A escuridão da noite e o ar abafado da chuva adentravam o quarto.
May tateou à procura do interruptor de luz. Sua mão encostou em algo que
pareciam dedos e ela gritou, encolhendo-se na cama, agarrada aos lençóis.
Nesse momento, subitamente, as nuvens se afastaram um pouco,
e uma pálida luz lunar iluminou parte do quarto.

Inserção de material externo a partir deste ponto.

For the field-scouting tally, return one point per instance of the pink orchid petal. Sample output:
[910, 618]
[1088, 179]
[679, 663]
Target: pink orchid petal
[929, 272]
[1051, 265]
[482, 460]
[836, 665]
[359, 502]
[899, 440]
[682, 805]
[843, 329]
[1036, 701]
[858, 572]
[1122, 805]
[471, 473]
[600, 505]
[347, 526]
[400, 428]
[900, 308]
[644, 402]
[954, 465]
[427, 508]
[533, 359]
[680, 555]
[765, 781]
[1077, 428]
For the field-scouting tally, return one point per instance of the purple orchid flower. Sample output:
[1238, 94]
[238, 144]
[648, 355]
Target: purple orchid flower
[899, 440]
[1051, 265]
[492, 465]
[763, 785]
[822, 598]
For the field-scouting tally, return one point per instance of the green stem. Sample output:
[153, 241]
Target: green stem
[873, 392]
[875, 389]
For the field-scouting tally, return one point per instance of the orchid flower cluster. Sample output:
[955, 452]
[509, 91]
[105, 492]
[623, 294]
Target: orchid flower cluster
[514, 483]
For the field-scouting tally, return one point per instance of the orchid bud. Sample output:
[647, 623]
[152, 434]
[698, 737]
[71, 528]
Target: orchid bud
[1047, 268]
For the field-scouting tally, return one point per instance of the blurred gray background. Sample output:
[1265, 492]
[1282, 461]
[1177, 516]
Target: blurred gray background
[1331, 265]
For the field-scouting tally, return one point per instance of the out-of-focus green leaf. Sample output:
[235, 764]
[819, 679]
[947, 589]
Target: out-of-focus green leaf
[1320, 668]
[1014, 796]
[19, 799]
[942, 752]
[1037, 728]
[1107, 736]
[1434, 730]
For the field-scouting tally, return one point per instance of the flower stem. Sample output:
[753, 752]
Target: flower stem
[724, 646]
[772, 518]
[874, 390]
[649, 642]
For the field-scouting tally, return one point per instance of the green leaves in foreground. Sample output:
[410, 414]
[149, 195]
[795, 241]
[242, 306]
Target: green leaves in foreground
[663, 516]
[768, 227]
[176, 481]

Um vulto debruçava-se sobre o copo de água que deixara na
mesa e desvaneceu-se em partículas, misturando-se aos raios lunares.

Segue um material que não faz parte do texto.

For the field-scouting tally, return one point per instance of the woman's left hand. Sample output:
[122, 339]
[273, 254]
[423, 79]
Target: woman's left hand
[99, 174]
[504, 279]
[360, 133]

As nuvens voltaram a tapar a lua, a chuva amainou, o silêncio era total.
May fechou os olhos, descrendo do que acontecera. Nunca
passara por experiências sobrenaturais nem nelas acreditava. Sentia-se cansada.
As gotas tamborilando levemente na janela e a escuridão acabaram por fazê-la adormecer;
um sono nada reparador, no
entanto, cheio de visões de parentes mumificados, vultos ameaçadores e
sangue.
Amanheceu um dia frio, o céu num triste tom azul lavado e
pálido.
May olhou para o criado-mudo. Havia água derramada em volta
do copo virado e quebrado. A foto de Kot estava amassada e rasgada na ponta. Será
que, durante o estranho sonho fizera, involuntariamente, aquilo tudo?
Mas se não fora sonho, então, o que poderia ter sido?
Desceu para o café. Tia Vance estava vestida como uma
quacker, coberta da cabeça aos pés. Usava uma maquiagem pesada, que mal
escondia alguns arranhões no rosto. Recebeu-a com um sorriso discretamente contrafeito,
que passou despercebido por May, ansiosa por contar o que acontecera.
O semblante de Tia Vance foi escurecendo como o cair da
noite.
- Ah, então é isso. Você tem um gato? A foto é dele?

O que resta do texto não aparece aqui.